10. Penghayatan pembaca akan nada yang dikemukakan penyair harus tepat. Hanya
dengan cara demikian tafsiran atas makna sebuah puisi dapat mendekati ketepatan seperti
yang dikehendaki penyair. Cara menafsirkan puisi diantaranya ialah dengan meninjau bahasa
yang dugunakan oleh penyair, yaitu menetukan konteks puisi berdasarkan hubungan kohesi
dan koherensi. Makna puisi tidak hanya ditentukan oleh kata dan kalimat secara lepas, akan
tetapi detentukan oleh hubungan antara kalimat yang satu dengan yang lain baik kalimat
sebelumnya atau sesudahnya.
d. Amanat
Amanat/tujuan/maksud (itention); yaitu pesan yang ingin disampaikan penyair kepada
pembaca. Dapat dikatakan juga bahwa amanat merupakan pesan moral yang ingin
disampaikan oleh penyair. Amanat yang hendak disampaikan tergantung pada cita-cita,
pandangan hidup dan keyakinan.
Penyair, sebagai pemikir dalam menciptakan karyanya, memiliki ketajaman perasaan
dan intuisi yang kuat untuk menghayati rahasia kehidupan dan misteri yang ada dalam
kehidupan masyarakat. Oleh sebab itu, puisi mempunyai makna yang tersembunyi yang harus
diterjemahkan oleh pembaca (Richard,1976:180).
Dalam membaca puisi, siswa dapat mendiskusikan amanat yang hendak dikemukakan
penyair. Setiap siswa dapat mengemukakan amanat yang berbeda, argumentasi siswa
merupakan faktor penting untuk menentulka amanat yang dikemukakan siswa itu tepat atau
tidak.
BAB III
SIMPULAN
3.1 KESIMPULAN
Puisi memiliki definisi sebagai pernyataan yang imajinatif, emosional, dan
pengetahuan penyair yang diperoleh dari kehidupan individu dan sosialnya, sehingga mampu
membangkitkan pengalaman tertentu dalam diri pembaca atau penikmatnya.

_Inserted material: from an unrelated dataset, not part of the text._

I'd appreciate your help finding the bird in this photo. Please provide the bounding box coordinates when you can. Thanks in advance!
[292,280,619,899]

Puisi
memerlukan pemahaman yang lebih serius daripada pemahaman genre karya satra lain
seperti cerita pendek dan novel. Diperlukan pengetahuan ekstra para pembaca untuk
memahami puisi dengan karakternya yang khas dan merebut makna yang diinginkan. Sebagai
karya yang khas, puisi memiliki ciri-ciri penanda estetika dan struktur-struktur yang
membangun di dalamnya. Puisi dapat membawa pengaruh positif di dunia pendidikan dan
akan membawa pengaruh pula pada suatu kesadaran bagi masyarakat dalam berbangsa dan
bernegara. Terciptanya kesadaran berbangsa dan bernegara ini akan membawa pula pada
11. suatu kesadaran untuk menghargai hasil kebudayaan itu sendiri, khususnya terhadap karya
sastra terutama puisi.
3.2 SARAN
Mengingat keterbatasan pengetahuan dan keterampilan yang dimiliki oleh penulis,
maka untuk mendapat pemahaman yang lebih mendasar lagi, disarankan kepada pembaca
untuk membaca literatur yang telah dilampirkan pada daftar pustaka.

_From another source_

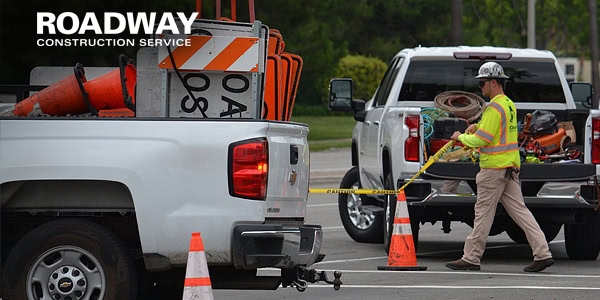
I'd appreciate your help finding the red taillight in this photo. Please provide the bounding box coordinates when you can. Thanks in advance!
[229,139,269,200]
[404,115,419,161]
[592,119,600,164]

Dengan demikian pula diharapkan adanya saran dan kritik yang bersifat membangun
dari pembaca, agar makalah ini dapat memberikan pengetahuan tentang kata yang
berhubungan dengan struktur kata-kata atau kalimat puisi.
DAFTAR PUSTAKA
Sumber buku
Djojosuroto, Kinayati. 2005. Puisi, Pendekatan dan Pembelajaran. Bandung: Nuansa.

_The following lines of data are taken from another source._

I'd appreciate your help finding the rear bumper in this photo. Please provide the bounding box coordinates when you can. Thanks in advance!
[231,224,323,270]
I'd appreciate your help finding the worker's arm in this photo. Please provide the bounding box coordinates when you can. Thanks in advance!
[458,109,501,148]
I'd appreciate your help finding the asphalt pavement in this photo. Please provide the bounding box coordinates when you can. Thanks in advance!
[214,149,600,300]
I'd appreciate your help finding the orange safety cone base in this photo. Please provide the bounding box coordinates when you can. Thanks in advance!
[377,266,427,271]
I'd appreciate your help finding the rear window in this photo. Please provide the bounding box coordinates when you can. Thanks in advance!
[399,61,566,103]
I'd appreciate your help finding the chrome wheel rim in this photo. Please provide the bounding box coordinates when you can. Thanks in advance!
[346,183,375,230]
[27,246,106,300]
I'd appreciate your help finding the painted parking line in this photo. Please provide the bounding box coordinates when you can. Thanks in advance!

Rusmiyanto, dkk. 2006. Bahasa Indonesia SMA Kelas XII Program IA/IS. Semarang:
Pemerintah Kota Semarang.
1997. Kamus Besar Bahasa Indonesia. Jakarta: Balai Pustaka.
Sumber Internet
<http://id.wikipedia.org/wiki/Sastra_Indonesia>
Fahrin Ilham. Makalah Pengkajian Puisi.